ARMA Models

Introduction

You've seen two basic time series models now, the random walk and white noise models. In this lesson, you'll learn about two other very important time series models that are widely used to understand and predict future values in stochastic processes: the Autoregressive (AR) and Moving Average (MA) models.

Objectives

You will be able to:

Explain what autoregressive means in an autoregressive model
Explain what a moving average model means
Describe how AR and MA can be combined to form an ARMA model

The Autoregressive Model

An autoregressive (AR) model is when a value from a time series is regressed on previous values from the same time series.

In words, the mathematical idea is the following:

$$ \text{Today = constant + slope} \times \text{yesterday + noise} $$

Or, mathematically: $$\large Y_t = \mu + \phi * Y_{t-1}+\epsilon_t$$

Some notes based on this formula:

If the slope is 0, the time series is a white noise model with mean $\mu$
If the slope is not 0, the time series is autocorrelated
Bigger slope means bigger autocorrelation
When there is a negative slope, the time series follows an oscillatory process

We simulated some time series below.
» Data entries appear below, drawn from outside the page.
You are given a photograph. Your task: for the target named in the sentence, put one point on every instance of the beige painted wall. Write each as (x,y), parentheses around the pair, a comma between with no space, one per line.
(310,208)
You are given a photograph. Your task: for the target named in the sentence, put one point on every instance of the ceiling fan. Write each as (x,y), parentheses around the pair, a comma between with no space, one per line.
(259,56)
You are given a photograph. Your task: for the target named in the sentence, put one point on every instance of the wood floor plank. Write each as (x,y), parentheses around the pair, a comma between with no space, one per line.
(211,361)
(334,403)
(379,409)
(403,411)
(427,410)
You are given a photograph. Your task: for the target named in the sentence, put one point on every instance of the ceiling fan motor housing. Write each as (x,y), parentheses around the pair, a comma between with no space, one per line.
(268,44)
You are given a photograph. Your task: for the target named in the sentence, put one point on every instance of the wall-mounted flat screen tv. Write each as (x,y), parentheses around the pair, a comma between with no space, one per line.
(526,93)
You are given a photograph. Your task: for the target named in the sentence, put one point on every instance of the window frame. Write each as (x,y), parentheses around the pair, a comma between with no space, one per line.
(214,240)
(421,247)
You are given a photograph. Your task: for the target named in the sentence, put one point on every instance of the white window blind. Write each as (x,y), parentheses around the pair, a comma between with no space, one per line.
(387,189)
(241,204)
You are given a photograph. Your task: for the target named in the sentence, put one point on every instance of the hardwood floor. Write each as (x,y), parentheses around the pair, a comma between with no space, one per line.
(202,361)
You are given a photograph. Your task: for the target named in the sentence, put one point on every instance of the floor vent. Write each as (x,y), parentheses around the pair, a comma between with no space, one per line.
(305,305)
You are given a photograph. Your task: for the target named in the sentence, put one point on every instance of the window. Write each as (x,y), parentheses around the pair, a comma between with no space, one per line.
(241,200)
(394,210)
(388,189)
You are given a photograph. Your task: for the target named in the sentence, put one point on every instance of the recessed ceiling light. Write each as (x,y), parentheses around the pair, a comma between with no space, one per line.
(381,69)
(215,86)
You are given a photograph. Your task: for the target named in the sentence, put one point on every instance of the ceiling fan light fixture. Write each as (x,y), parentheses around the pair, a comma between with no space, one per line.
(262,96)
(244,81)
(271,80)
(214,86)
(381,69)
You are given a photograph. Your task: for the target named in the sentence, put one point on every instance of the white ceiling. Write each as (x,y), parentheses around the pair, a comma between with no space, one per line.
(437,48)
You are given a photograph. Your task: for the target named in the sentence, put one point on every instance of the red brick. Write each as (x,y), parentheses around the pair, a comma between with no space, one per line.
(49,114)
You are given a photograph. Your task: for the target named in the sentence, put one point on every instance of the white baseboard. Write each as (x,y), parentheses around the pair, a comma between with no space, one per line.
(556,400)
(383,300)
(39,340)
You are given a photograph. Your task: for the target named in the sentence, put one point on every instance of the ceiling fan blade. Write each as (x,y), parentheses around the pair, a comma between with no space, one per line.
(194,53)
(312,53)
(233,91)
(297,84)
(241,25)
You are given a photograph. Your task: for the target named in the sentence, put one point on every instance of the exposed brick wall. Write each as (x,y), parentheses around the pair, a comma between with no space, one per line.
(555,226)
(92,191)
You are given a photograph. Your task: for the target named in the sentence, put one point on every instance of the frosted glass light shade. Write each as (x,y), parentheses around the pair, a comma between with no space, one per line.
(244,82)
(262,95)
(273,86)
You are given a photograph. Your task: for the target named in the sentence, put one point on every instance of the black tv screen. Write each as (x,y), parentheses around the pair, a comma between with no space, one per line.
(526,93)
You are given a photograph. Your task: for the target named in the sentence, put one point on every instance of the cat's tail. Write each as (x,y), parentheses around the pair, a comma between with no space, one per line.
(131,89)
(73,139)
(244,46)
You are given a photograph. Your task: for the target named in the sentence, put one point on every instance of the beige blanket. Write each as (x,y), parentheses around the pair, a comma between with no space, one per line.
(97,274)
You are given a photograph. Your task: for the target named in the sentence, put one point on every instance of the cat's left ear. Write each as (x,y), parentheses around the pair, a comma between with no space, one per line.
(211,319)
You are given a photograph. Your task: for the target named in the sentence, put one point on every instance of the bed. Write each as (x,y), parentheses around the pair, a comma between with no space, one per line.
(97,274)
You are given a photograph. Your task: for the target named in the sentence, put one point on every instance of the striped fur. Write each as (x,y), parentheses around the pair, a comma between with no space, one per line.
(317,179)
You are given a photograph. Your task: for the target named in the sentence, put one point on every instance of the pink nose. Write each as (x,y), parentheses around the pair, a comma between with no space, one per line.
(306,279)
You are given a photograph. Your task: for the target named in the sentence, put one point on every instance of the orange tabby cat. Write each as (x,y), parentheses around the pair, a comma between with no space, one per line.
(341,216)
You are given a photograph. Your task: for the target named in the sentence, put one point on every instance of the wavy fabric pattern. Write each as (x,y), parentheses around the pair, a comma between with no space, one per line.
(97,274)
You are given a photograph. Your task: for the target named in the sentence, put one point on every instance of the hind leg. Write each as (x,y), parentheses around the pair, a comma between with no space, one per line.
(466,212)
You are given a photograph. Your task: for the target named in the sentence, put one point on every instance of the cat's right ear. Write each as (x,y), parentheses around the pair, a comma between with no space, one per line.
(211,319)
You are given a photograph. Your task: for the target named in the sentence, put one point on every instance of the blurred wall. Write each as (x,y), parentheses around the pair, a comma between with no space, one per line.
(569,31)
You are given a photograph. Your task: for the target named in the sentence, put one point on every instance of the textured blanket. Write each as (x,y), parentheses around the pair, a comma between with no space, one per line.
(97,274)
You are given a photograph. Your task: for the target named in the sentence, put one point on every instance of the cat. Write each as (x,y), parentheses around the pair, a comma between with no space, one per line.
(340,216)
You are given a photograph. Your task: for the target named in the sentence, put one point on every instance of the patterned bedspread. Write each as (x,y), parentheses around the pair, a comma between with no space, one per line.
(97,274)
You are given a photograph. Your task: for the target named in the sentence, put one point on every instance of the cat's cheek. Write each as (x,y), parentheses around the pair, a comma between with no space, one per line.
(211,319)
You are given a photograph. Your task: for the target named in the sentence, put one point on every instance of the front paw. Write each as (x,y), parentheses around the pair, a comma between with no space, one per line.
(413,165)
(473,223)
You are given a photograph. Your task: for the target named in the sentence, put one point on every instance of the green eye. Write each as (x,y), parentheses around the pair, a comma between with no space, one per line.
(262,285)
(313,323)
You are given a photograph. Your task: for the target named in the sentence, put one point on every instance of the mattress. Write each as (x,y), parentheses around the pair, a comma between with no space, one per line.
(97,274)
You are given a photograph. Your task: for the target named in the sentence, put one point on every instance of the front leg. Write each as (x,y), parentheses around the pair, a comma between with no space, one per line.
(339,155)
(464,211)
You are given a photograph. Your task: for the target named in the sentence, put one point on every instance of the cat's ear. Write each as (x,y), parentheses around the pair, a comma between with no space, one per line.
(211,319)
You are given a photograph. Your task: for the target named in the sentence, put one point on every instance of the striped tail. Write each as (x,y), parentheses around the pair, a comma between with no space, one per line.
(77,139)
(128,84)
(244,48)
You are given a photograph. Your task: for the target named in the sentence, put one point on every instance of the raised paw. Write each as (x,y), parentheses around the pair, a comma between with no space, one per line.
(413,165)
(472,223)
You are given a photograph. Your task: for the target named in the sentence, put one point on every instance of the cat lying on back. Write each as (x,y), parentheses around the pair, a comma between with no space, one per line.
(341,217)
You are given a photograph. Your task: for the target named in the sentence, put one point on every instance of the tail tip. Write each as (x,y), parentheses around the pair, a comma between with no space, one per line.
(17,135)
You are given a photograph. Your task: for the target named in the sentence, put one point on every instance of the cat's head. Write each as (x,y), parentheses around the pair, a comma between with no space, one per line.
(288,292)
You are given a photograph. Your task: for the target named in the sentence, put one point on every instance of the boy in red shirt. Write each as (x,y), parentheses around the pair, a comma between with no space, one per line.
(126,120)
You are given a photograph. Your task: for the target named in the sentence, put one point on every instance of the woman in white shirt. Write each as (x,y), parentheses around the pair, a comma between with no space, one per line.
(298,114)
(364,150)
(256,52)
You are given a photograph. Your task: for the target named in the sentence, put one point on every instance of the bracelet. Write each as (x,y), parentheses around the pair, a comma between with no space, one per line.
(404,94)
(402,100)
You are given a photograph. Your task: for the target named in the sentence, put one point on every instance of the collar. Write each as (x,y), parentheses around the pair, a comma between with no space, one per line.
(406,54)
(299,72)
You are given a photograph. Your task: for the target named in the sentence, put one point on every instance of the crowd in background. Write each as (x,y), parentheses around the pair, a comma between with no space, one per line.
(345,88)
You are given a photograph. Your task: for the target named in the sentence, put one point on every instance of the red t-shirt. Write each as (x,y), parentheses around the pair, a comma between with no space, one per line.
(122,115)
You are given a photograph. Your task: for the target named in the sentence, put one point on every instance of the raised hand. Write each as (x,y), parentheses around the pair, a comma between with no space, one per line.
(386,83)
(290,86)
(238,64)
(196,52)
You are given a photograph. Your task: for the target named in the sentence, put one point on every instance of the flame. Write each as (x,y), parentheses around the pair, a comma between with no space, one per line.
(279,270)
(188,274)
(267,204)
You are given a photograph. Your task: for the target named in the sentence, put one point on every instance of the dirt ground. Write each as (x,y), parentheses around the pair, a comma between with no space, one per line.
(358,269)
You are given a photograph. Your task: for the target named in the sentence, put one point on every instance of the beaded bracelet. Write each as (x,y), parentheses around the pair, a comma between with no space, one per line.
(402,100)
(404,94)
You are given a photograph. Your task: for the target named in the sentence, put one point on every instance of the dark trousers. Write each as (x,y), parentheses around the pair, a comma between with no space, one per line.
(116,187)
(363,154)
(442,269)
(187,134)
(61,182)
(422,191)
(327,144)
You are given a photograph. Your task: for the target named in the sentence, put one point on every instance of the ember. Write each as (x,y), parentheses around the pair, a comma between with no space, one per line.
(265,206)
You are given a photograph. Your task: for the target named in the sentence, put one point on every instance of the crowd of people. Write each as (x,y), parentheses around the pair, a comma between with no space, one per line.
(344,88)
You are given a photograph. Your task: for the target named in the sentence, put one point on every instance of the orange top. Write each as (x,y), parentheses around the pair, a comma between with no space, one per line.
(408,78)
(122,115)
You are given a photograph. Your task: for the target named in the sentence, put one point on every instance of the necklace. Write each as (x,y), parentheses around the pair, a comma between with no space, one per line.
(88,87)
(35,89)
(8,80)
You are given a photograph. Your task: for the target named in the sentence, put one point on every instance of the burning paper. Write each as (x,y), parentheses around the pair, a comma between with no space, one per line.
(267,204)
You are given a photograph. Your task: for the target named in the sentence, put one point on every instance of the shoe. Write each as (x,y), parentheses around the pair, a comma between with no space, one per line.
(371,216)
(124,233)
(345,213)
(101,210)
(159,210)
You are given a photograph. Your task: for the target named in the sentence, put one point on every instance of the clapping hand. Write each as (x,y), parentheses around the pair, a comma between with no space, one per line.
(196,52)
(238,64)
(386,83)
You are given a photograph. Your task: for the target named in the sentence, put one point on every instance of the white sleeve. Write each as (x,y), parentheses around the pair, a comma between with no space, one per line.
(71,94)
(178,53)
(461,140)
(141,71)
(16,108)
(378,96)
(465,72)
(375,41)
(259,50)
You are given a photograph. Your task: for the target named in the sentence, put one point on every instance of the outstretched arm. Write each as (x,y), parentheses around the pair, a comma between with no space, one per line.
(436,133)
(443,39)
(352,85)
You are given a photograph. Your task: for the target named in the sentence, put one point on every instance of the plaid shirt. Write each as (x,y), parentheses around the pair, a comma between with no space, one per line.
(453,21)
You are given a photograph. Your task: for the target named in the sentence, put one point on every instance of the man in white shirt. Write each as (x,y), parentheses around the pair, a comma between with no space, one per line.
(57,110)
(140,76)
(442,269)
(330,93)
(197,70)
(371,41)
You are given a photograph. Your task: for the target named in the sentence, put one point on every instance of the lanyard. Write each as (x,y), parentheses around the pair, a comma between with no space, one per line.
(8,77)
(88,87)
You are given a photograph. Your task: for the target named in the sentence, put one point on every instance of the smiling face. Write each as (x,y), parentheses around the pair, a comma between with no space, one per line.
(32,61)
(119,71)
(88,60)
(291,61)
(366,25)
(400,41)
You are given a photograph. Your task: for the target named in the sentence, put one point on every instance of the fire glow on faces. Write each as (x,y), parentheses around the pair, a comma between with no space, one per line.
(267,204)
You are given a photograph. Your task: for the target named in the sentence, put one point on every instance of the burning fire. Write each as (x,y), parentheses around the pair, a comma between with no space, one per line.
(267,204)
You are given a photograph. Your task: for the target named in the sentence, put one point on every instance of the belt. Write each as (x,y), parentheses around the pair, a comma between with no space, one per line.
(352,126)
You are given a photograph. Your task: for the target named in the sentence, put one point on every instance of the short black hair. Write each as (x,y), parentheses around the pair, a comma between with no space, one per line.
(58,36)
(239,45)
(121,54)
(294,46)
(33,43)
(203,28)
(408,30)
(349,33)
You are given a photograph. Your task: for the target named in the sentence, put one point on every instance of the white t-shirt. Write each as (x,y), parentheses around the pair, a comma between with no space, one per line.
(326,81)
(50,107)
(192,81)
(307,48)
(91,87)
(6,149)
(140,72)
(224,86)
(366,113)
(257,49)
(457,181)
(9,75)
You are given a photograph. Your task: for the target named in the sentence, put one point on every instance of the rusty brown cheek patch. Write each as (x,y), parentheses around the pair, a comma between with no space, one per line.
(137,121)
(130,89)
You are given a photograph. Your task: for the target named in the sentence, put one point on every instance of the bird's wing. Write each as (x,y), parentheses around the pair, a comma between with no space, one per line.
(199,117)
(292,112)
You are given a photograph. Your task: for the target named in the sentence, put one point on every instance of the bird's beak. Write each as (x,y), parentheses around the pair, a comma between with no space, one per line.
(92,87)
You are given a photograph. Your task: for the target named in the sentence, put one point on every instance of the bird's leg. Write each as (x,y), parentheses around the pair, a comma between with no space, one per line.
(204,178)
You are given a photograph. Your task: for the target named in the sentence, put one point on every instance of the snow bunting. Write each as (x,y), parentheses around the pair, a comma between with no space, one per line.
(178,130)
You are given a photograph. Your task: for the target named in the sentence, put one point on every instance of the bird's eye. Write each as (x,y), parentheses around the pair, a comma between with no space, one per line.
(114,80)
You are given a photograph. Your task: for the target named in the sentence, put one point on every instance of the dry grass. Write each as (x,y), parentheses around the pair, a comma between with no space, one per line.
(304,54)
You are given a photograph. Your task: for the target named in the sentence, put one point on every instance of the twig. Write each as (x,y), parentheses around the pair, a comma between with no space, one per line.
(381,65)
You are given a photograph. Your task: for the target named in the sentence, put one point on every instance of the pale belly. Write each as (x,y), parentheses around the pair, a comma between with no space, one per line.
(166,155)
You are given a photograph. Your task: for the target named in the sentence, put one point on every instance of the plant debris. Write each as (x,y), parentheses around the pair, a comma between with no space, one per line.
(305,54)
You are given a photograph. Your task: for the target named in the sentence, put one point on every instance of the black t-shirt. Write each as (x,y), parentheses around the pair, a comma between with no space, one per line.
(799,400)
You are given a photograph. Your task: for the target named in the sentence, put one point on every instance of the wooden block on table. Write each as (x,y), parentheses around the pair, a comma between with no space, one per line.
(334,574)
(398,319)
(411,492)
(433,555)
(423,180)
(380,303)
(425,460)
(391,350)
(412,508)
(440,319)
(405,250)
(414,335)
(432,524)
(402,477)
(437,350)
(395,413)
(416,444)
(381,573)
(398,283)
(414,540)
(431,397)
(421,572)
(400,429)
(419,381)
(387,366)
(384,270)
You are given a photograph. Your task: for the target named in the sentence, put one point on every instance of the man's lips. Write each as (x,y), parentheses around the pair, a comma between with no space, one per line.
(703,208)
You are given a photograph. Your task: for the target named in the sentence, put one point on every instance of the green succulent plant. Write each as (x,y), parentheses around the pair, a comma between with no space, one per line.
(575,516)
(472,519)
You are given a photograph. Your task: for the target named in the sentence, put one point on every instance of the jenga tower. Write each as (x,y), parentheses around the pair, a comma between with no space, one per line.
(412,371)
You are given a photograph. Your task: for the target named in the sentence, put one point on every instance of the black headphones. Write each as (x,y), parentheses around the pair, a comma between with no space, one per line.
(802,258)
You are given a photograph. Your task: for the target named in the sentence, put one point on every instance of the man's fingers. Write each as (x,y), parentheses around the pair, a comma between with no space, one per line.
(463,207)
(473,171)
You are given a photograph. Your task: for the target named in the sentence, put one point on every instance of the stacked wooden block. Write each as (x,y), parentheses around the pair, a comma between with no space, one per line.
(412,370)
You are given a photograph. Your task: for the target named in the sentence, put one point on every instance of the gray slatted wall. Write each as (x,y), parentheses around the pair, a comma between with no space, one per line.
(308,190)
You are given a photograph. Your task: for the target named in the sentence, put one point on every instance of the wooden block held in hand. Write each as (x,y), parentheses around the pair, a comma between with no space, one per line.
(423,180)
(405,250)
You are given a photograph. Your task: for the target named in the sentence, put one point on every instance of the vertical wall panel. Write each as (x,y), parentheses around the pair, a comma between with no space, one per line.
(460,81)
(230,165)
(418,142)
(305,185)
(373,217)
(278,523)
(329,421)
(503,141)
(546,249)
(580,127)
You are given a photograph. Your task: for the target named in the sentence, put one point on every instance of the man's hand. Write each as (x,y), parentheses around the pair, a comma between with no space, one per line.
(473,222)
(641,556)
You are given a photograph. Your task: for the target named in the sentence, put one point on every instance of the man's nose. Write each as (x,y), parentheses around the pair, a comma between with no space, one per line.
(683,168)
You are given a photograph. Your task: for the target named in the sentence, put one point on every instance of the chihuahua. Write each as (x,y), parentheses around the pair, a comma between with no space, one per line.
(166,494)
Have a look at them, and make sure this follows your intuition looking at the formula.

Note that simply having a value for phi ( $\phi$ ) slightly bigger than 1, the time series clearly goes in one direction. Note the scale of the y-axis, where the y-axis scale for all the other processes is between -10 and 10, the last time series goes down to values of -100.

Let's look at the autocorrelation plots as well.

The oscillatory process of the time series with $\phi=0.9$ is reflected in the autocorrelation function, returning an oscillatory autocorrelation function as well. $\phi=0.2$ leads to a very low, insignificant, autocorrelation. $\phi=0.8$ leads to a strong autocorrelation for the first few lags and then incurs a steep decline. Having a $\phi=1.02$ (just slightly bigger than 1) leads to strong and long-lasting autocorrelation.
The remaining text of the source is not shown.